- Relator(a)
- Ministra Maria Thereza de Assis Moura
- Órgão julgador
- Sexta Turma
- Data do julgamento
- 04/02/2014
- Data de publicação
- 17/02/2014
STJ – Acórdão, Rel. Ministra Maria Thereza de Assis Moura, Sexta Turma, j. 04/02/2014, p. 17/02/2014
HABEAS CORPUS. ART. 157, § 2.°, I, DO CÓDIGO PENAL. (1) IMPETRAÇÃO SUBSTITUTIVA DE RECURSO ESPECIAL. IMPROPRIEDADE DA VIA ELEITA. (2) NÃO OBSERVÂNCIA DA NOVA ORDEM DO ART. 212 DO CÓDIGO DE PROCESSO PENAL (LEI Nº 11.690/2008). NULIDADE. NÃO OCORRÊNCIA. AUSÊNCIA DE PREJUÍZO. (3) PENA-BASE. EXASPERAÇÃO. AGRAVANTE DA REINCIDÊNCIA. AFASTAMENTO. IMPOSSIBILIDADE. INSTRUÇÃO DEFICIENTE. ÔNUS DA PROVA OBJETIVO. (4) QUANTUM DE AUMENTO. LIVRE CONVENCIMENTO MOTIVADO. FUNDAMENTAÇÃO SUFICIENTE. (5) WRIT PREJUDICADO QUANTO AO REGIME E, NO MAIS, NÃO CONHECIDO. 1. É imperiosa a necessidade de racionalização do emprego do habeas corpus, em prestígio ao âmbito de cognição da garantia constitucional, e, em louvor à lógica do sistema recursal. In casu, foi impetrada indevidamente a ordem como substitutiva de recurso especial. 2. Conforme entendimento desta Corte, em relação ao qual guardo ressalvas, a não observância da ordem como devem as testemunhas serem ouvidas, conforme o art. 212 do Código de Processo Penal, com redação dada pela Lei nº 11.690/2008, não enseja, por si só, nulidade, se não demonstrada a ocorrência de prejuízo. 3. Dada a ausência de prova preconstituída acerca do constrangimento ilegal apontado no mandamus, deve prevalecer a incidência da agravante da reincidência, conforme afirmado pelo juízo de primeiro grau e ratificado pelo Tribunal de origem.

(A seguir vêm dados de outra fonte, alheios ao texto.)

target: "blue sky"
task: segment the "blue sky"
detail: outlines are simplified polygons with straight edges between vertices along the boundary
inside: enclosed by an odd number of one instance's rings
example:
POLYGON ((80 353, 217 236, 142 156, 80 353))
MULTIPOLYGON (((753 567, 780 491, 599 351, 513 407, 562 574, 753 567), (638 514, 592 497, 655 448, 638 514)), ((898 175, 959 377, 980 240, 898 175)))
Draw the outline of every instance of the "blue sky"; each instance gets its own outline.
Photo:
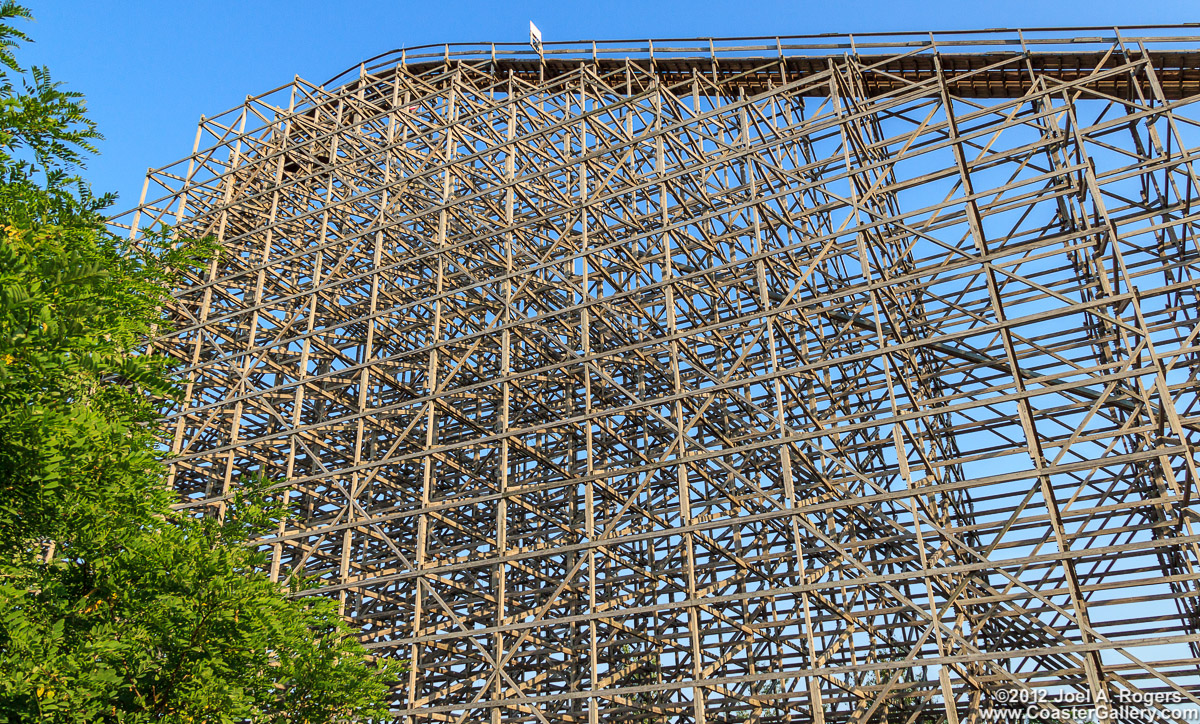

Trata-se, pois, de caso a ser resolvido por meio do ônus da prova objetivo, pelo qual, diante de situação em que há insuficiência/inexistência de elemento de cognição (ausência da folha de antecedentes criminais), passa-se a perquirir sobre o ônus da prova subjetivo, ou seja, a quem caberia a produção da prova preconstituída do constrangimento ilegal, que em sede de habeas corpus incumbe ao impetrante. 4. É permitido ao julgador mensurar com discricionariedade o quantum de aumento da pena a ser aplicado, desde que seja observado o princípio do livre convencimento motivado. In casu, o julgado é claro em fixar a existência da reincidência, destacando que o paciente possui condenação transitada em julgado por crime grave (roubo circunstanciado), fato que evidencia a reincidência específica e respalda o acréscimo no patamar de 1/4 (um quarto). Ademais, o paciente foi beneficiado com o livramento condicional. 5. Habeas corpus prejudicado quanto ao regime e, no mais, não conhecido. (HC n. 226.559/RJ, relatora Ministra Maria Thereza de Assis Moura, Sexta Turma, julgado em 4/2/2014, DJe de 17/2/2014.)